| Name: | Gautam Das |
| Affiliation: | Indian Institute of Science Education and Research Kolkata |
| Conference ID: | ASI2025_471 |
| Title: | Introducing Time Evolution into a Parameterised YSO Accretion Disk Model and Predicting Changes in Observational Signatures |
| Authors: | Gautam Das 1, Lynne Hillenbrand 2 |
| Authors Affiliation: | 1 Gautam Das Affiliation (Department of Physical Sciences, Indian Institute of Science Education and Research Kolkata, Mohanpur, Nadia, 741246, West Bengal, India)
2 Lynne Hillenbrand Affiliation (Department of Astronomy, California Institute of Technology, Pasadena, CA 91125, USA) |
| Mode of Presentation: | Oral |
| Abstract Category: | Stars, Interstellar Medium, and Astrochemistry in Milky Way |
| Abstract: | During star formation, young stars have been observed to be quite dynamic, often associated with accretion disks and termed Young Stellar Objects (YSOs). FUOrs are a class of YSOs characterized by a rise in lightcurve brightness by a few orders of magnitude, followed by fading in decadal to century time scales. When we look at the lightcurves of FUOrs during their outburst epoch, we find that lightcurve profiles are quite different for each star. Thus, modelling the lightcurves of these objects is crucial to understanding how different components of these systems evolve during outbursts.
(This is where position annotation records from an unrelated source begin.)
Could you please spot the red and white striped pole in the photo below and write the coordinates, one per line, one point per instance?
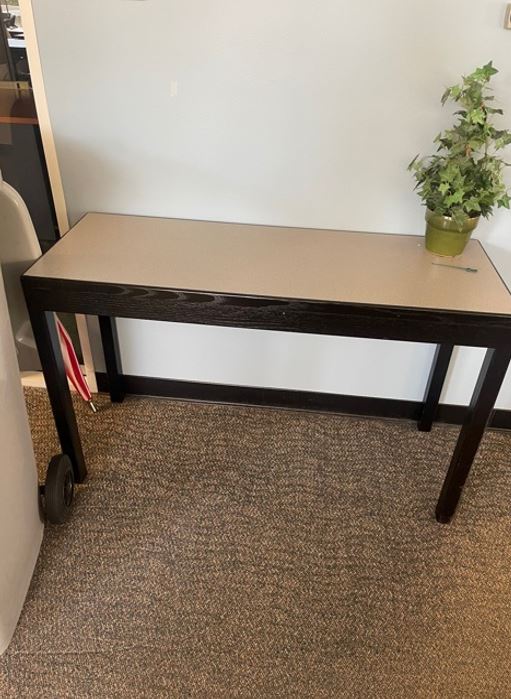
(73, 371)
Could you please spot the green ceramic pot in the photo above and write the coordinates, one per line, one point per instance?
(443, 237)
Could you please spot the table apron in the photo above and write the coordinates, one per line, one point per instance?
(285, 315)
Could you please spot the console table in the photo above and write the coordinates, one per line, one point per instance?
(273, 278)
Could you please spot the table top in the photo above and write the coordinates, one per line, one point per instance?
(278, 262)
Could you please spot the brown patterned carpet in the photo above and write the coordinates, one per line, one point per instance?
(237, 552)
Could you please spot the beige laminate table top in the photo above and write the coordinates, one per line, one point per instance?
(271, 261)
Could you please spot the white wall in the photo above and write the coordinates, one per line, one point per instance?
(288, 112)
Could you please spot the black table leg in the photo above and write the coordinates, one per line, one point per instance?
(50, 354)
(112, 358)
(483, 400)
(434, 388)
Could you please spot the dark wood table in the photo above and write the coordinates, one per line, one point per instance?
(273, 278)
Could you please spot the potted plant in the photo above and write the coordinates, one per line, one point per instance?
(464, 179)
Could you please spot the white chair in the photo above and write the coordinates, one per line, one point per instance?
(21, 527)
(19, 247)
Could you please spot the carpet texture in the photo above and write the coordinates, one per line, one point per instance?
(238, 552)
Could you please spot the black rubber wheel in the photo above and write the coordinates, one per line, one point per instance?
(59, 489)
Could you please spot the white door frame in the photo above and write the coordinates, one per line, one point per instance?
(50, 152)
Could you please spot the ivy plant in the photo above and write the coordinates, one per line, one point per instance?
(464, 178)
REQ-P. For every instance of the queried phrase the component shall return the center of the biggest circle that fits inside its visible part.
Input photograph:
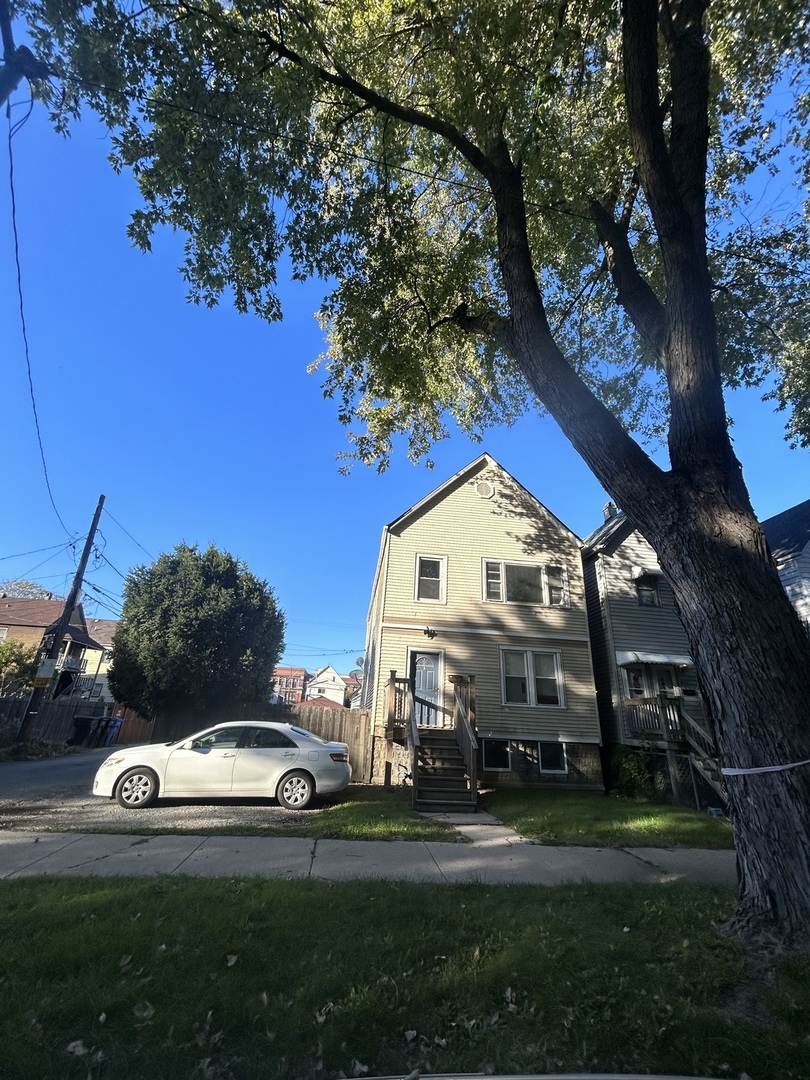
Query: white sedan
(239, 759)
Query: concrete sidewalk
(495, 855)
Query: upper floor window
(431, 578)
(647, 591)
(531, 677)
(525, 583)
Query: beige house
(477, 634)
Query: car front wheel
(295, 792)
(136, 788)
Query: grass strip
(264, 979)
(605, 821)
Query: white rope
(764, 768)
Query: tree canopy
(198, 631)
(17, 666)
(363, 138)
(518, 203)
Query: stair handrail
(463, 699)
(412, 741)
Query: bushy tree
(198, 632)
(520, 202)
(17, 666)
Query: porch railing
(401, 714)
(463, 721)
(658, 717)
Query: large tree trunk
(753, 660)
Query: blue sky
(203, 426)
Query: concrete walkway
(494, 855)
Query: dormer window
(647, 591)
(431, 578)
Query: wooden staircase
(443, 782)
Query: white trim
(624, 657)
(499, 632)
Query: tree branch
(644, 308)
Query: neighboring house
(30, 622)
(477, 633)
(788, 538)
(291, 684)
(646, 684)
(324, 702)
(326, 683)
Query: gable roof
(103, 630)
(462, 474)
(788, 532)
(439, 493)
(17, 611)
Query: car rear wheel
(295, 792)
(136, 788)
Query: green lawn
(250, 980)
(604, 821)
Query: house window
(552, 757)
(647, 591)
(431, 575)
(497, 756)
(530, 677)
(525, 583)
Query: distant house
(291, 684)
(646, 683)
(326, 683)
(34, 622)
(788, 539)
(477, 637)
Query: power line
(130, 535)
(13, 129)
(36, 551)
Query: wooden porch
(442, 750)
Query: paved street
(48, 823)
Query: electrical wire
(129, 534)
(13, 129)
(36, 551)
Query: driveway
(55, 794)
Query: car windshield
(308, 734)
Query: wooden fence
(55, 723)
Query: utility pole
(29, 720)
(19, 63)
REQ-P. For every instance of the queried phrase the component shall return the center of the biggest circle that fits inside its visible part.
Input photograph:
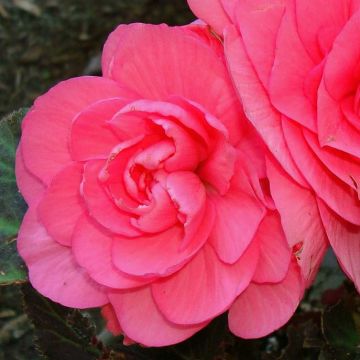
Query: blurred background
(46, 41)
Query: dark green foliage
(61, 333)
(12, 205)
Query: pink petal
(340, 164)
(333, 191)
(258, 22)
(218, 169)
(141, 320)
(256, 103)
(29, 186)
(52, 269)
(159, 61)
(341, 72)
(91, 247)
(188, 152)
(61, 205)
(205, 287)
(300, 219)
(239, 214)
(275, 253)
(100, 206)
(162, 214)
(112, 323)
(212, 12)
(91, 136)
(262, 309)
(314, 16)
(333, 128)
(344, 239)
(160, 254)
(46, 127)
(189, 196)
(291, 67)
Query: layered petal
(158, 62)
(47, 126)
(345, 240)
(52, 269)
(263, 308)
(61, 206)
(213, 13)
(239, 214)
(275, 253)
(160, 254)
(31, 188)
(91, 136)
(300, 219)
(99, 204)
(204, 296)
(91, 246)
(330, 189)
(141, 320)
(256, 103)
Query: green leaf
(339, 328)
(12, 206)
(61, 333)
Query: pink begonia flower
(148, 195)
(295, 64)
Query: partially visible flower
(148, 195)
(296, 68)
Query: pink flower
(296, 67)
(148, 195)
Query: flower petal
(61, 206)
(212, 12)
(141, 320)
(91, 247)
(345, 241)
(91, 136)
(275, 253)
(256, 103)
(160, 254)
(160, 61)
(263, 308)
(31, 188)
(52, 269)
(209, 285)
(307, 232)
(239, 214)
(47, 126)
(100, 206)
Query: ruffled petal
(256, 103)
(264, 308)
(100, 206)
(31, 188)
(47, 126)
(212, 12)
(239, 214)
(159, 61)
(339, 196)
(52, 269)
(91, 136)
(91, 246)
(345, 241)
(61, 206)
(209, 285)
(160, 254)
(275, 253)
(141, 320)
(307, 232)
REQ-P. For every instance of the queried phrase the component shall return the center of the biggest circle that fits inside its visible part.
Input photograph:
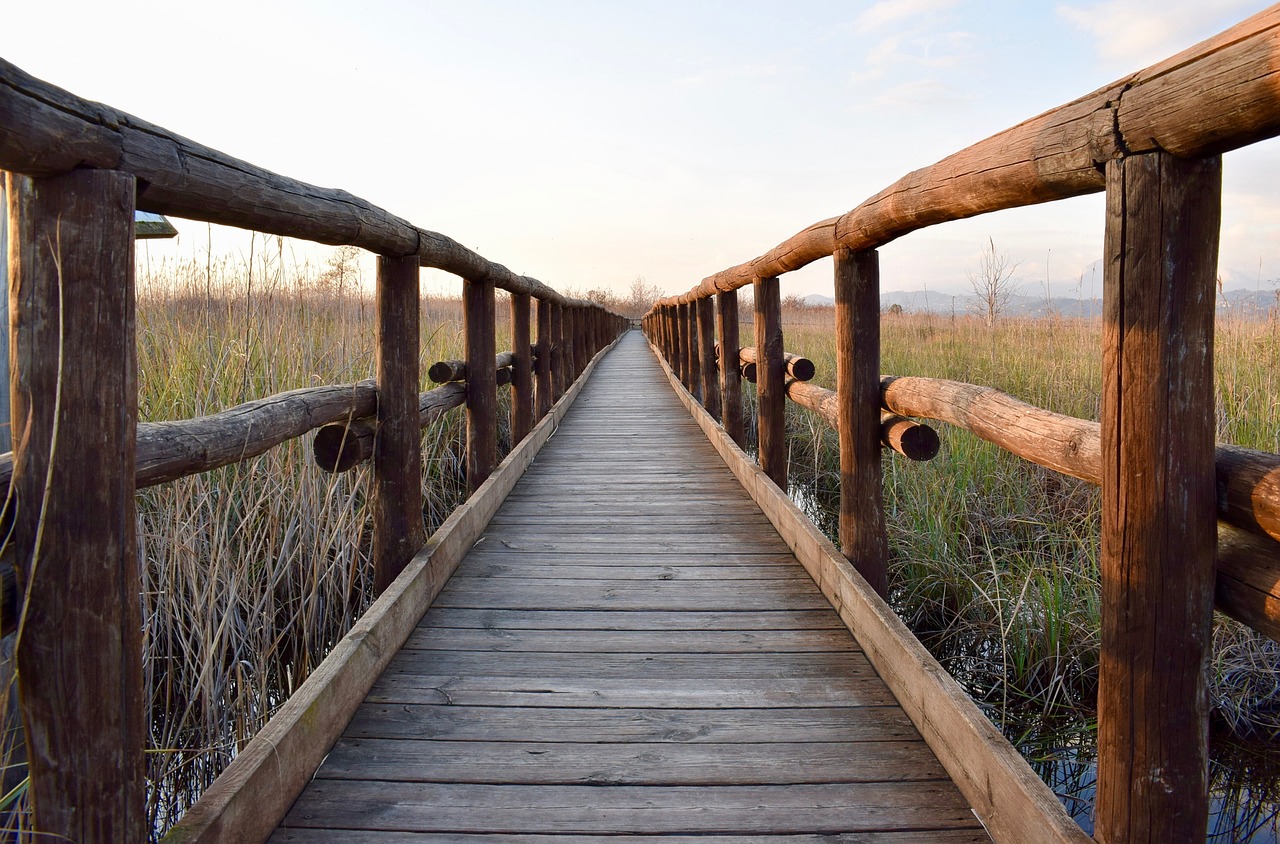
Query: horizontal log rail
(1153, 142)
(794, 365)
(1248, 480)
(444, 372)
(62, 132)
(343, 446)
(905, 436)
(1216, 96)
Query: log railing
(76, 172)
(1152, 141)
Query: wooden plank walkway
(630, 649)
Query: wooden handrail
(1215, 96)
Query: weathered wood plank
(397, 496)
(630, 692)
(624, 763)
(1159, 532)
(74, 415)
(592, 642)
(617, 810)
(639, 725)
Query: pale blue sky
(592, 142)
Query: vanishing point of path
(630, 649)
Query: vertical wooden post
(397, 450)
(521, 370)
(862, 498)
(731, 377)
(558, 357)
(80, 652)
(544, 359)
(478, 315)
(677, 343)
(1159, 529)
(769, 386)
(707, 354)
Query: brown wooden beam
(80, 652)
(730, 375)
(478, 316)
(771, 387)
(862, 498)
(1157, 498)
(397, 451)
(521, 370)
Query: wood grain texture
(73, 389)
(771, 387)
(1011, 801)
(863, 538)
(478, 316)
(247, 801)
(630, 630)
(397, 448)
(707, 355)
(521, 369)
(1159, 533)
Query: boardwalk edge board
(252, 795)
(1005, 793)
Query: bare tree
(993, 288)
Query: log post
(731, 377)
(478, 315)
(557, 352)
(521, 370)
(544, 360)
(771, 387)
(397, 450)
(80, 646)
(862, 498)
(707, 354)
(1157, 497)
(695, 368)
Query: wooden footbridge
(629, 629)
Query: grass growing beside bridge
(995, 560)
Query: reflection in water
(1244, 776)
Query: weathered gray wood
(247, 801)
(1011, 799)
(905, 436)
(730, 375)
(1157, 497)
(632, 725)
(344, 446)
(521, 369)
(478, 316)
(397, 496)
(771, 387)
(545, 389)
(707, 355)
(863, 538)
(1215, 96)
(557, 810)
(74, 413)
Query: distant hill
(1239, 302)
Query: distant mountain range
(1238, 302)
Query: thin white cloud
(894, 10)
(1139, 32)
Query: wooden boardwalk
(630, 649)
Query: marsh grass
(252, 573)
(995, 560)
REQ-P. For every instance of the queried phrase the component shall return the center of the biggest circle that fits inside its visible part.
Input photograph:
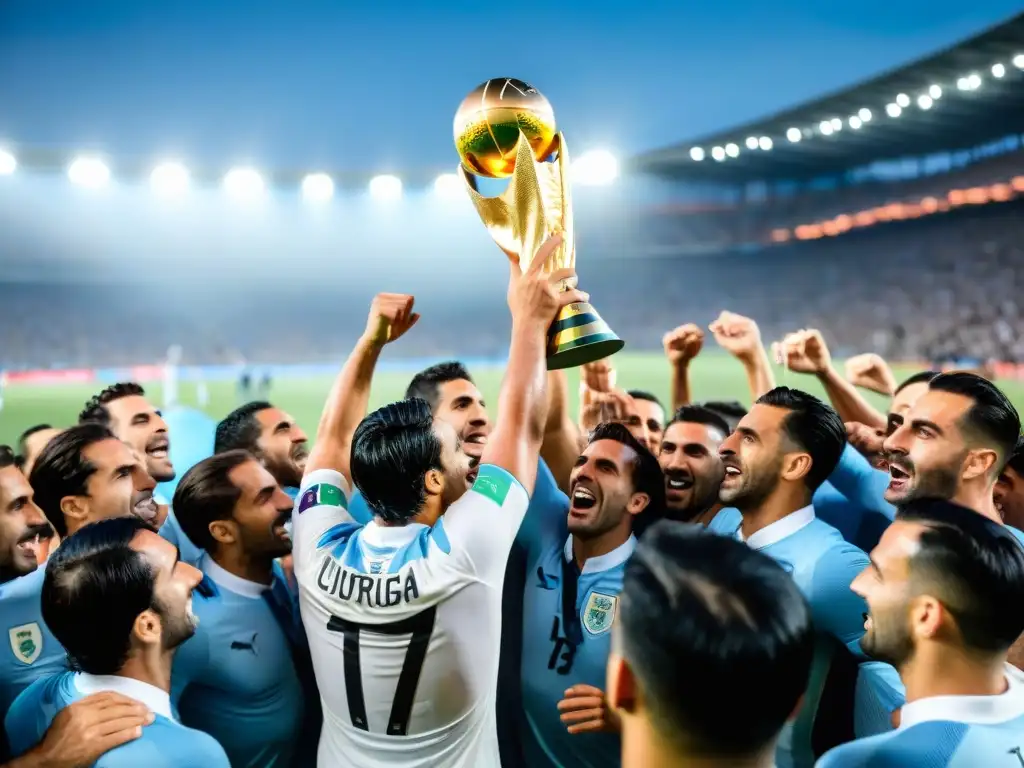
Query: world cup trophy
(506, 128)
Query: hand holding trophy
(506, 128)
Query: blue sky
(374, 86)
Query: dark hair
(240, 429)
(642, 394)
(647, 476)
(206, 494)
(62, 470)
(700, 613)
(922, 377)
(392, 450)
(699, 415)
(975, 566)
(812, 426)
(94, 588)
(731, 411)
(992, 419)
(95, 409)
(427, 383)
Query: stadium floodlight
(448, 185)
(7, 163)
(317, 187)
(89, 172)
(595, 168)
(244, 183)
(385, 187)
(169, 179)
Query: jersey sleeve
(322, 504)
(838, 609)
(483, 523)
(861, 483)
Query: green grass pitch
(713, 377)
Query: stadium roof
(960, 97)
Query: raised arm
(535, 299)
(390, 316)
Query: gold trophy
(507, 128)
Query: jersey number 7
(420, 627)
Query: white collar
(968, 710)
(229, 582)
(781, 528)
(391, 536)
(603, 562)
(158, 700)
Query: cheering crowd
(437, 583)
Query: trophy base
(580, 336)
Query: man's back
(410, 616)
(164, 743)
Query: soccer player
(691, 464)
(118, 598)
(711, 651)
(269, 434)
(779, 455)
(239, 678)
(408, 607)
(22, 522)
(84, 474)
(574, 573)
(944, 591)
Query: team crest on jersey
(600, 611)
(26, 642)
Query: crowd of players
(797, 584)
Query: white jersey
(404, 624)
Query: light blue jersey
(164, 743)
(239, 680)
(946, 732)
(823, 565)
(567, 616)
(31, 651)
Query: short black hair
(206, 494)
(93, 590)
(812, 426)
(992, 419)
(392, 449)
(975, 566)
(922, 377)
(646, 472)
(62, 470)
(95, 410)
(699, 614)
(731, 411)
(699, 415)
(427, 383)
(240, 429)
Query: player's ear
(621, 685)
(433, 482)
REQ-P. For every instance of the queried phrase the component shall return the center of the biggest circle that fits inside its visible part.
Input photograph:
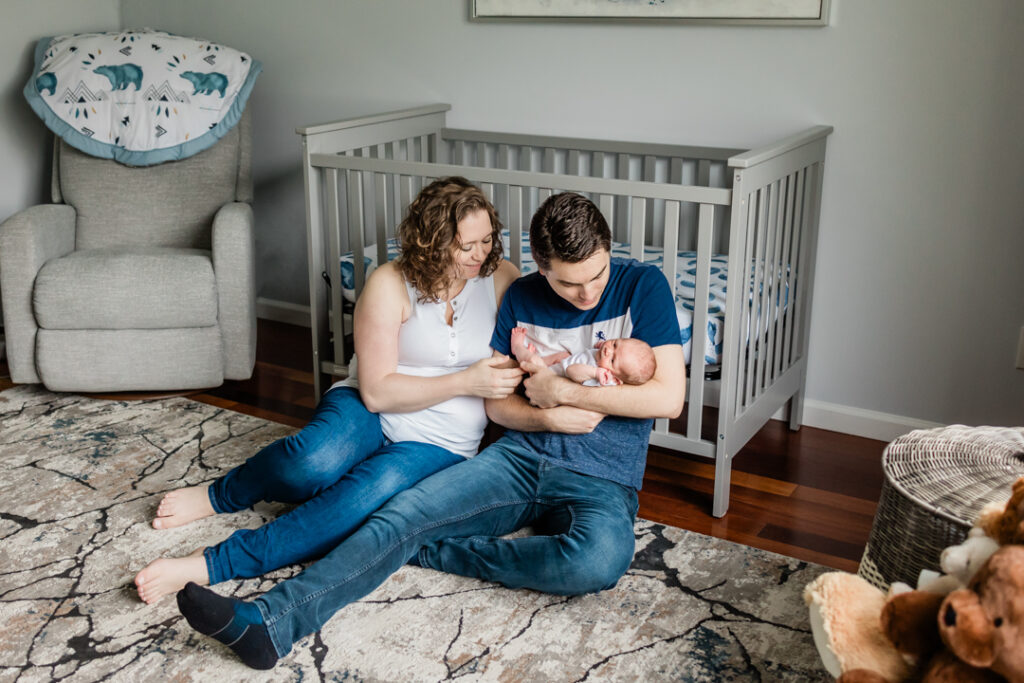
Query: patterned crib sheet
(685, 284)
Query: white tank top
(429, 347)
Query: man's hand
(545, 389)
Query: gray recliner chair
(134, 279)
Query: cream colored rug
(80, 479)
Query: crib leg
(797, 411)
(723, 472)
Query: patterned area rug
(80, 479)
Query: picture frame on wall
(783, 12)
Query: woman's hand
(496, 377)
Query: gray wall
(24, 141)
(920, 294)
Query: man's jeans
(452, 520)
(341, 469)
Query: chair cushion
(129, 359)
(168, 205)
(122, 289)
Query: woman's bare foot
(169, 574)
(183, 506)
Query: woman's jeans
(452, 521)
(340, 468)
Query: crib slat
(404, 191)
(382, 209)
(784, 288)
(704, 173)
(774, 304)
(572, 163)
(752, 282)
(670, 264)
(701, 285)
(768, 288)
(334, 257)
(638, 225)
(670, 260)
(605, 203)
(798, 228)
(619, 230)
(799, 311)
(526, 158)
(502, 194)
(515, 225)
(355, 227)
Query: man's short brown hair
(569, 227)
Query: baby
(613, 361)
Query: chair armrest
(28, 240)
(235, 269)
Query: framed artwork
(786, 12)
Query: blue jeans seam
(207, 552)
(368, 565)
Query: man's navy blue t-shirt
(636, 303)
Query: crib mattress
(685, 284)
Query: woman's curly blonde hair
(429, 235)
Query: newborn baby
(624, 360)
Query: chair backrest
(167, 205)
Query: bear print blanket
(140, 97)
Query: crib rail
(760, 206)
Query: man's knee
(599, 562)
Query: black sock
(233, 623)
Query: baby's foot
(169, 574)
(183, 506)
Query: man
(569, 464)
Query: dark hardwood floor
(809, 494)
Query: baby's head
(631, 360)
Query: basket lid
(954, 471)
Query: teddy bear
(973, 635)
(1006, 522)
(958, 562)
(859, 647)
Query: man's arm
(516, 413)
(662, 396)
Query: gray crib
(698, 212)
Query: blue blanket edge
(129, 157)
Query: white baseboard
(818, 414)
(859, 422)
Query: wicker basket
(936, 482)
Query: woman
(423, 326)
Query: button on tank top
(429, 347)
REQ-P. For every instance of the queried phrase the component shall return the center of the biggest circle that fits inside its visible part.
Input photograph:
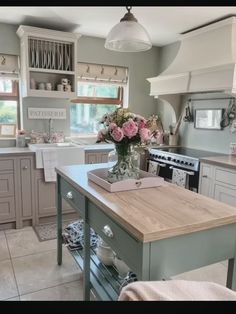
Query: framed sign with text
(46, 113)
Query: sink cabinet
(16, 191)
(45, 197)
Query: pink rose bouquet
(124, 127)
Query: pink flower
(112, 126)
(101, 135)
(145, 135)
(130, 128)
(117, 134)
(142, 124)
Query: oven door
(166, 171)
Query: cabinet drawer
(225, 194)
(7, 208)
(225, 176)
(6, 164)
(6, 185)
(73, 197)
(121, 242)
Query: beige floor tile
(25, 242)
(7, 281)
(4, 252)
(39, 271)
(65, 292)
(215, 273)
(13, 299)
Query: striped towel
(153, 167)
(180, 178)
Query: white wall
(210, 140)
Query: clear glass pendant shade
(128, 36)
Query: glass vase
(127, 165)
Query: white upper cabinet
(48, 62)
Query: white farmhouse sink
(67, 153)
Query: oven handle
(190, 173)
(160, 165)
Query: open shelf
(50, 94)
(51, 71)
(104, 279)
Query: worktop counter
(153, 213)
(228, 161)
(6, 151)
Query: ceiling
(164, 24)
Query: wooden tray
(147, 180)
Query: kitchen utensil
(60, 87)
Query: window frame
(119, 100)
(13, 96)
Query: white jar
(121, 267)
(20, 141)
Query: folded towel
(49, 164)
(175, 290)
(153, 167)
(180, 178)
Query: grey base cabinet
(17, 191)
(45, 197)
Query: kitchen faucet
(50, 131)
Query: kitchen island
(159, 232)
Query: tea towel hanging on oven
(153, 167)
(180, 178)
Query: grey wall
(217, 141)
(90, 49)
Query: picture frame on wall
(208, 119)
(8, 130)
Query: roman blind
(9, 66)
(102, 73)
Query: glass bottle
(125, 163)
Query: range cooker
(182, 158)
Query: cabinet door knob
(69, 195)
(107, 231)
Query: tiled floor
(29, 270)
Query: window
(8, 102)
(92, 104)
(100, 90)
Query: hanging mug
(67, 88)
(65, 81)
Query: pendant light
(128, 35)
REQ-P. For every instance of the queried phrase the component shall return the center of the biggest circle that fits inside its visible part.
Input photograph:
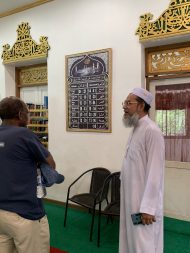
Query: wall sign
(88, 91)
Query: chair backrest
(99, 175)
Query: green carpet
(74, 238)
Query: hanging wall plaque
(88, 91)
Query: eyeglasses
(128, 103)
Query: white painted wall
(74, 26)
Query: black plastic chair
(112, 182)
(91, 198)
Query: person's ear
(141, 107)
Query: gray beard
(130, 121)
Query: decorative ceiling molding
(22, 8)
(174, 21)
(33, 76)
(25, 48)
(168, 61)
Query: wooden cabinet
(31, 87)
(39, 122)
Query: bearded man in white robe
(142, 178)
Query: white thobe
(142, 179)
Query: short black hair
(10, 107)
(146, 106)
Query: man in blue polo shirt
(23, 224)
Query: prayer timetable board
(88, 91)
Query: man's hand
(147, 219)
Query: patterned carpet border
(54, 250)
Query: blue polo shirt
(20, 151)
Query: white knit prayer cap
(144, 94)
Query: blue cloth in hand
(50, 176)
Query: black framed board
(88, 91)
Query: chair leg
(92, 223)
(66, 207)
(99, 224)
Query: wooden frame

We use a simple parameterized model called YSOpy which couples passively irradiated dust disk, viscously heated gas disk, stellar photosphere and magnetospheric accretion funnel emissions. We develop a pipeline that tracks how various parameters of these emission components couple and evolve to generate the observed lightcurves in optical and near-infrared bands.
We use this pipeline for FUOrs like GAIA 17bpi, V960 Mon and HBC 722 to see how observational signatures change with time. This provides important insights into the disk-magnetospheric interactions throughout the cycle by enabling us to predict which parts of the model can be best observed at each point of the outburst cycle. We find that these stars can take very different evolutionary pathways during their transition from low to high state in an outbursting epoch. |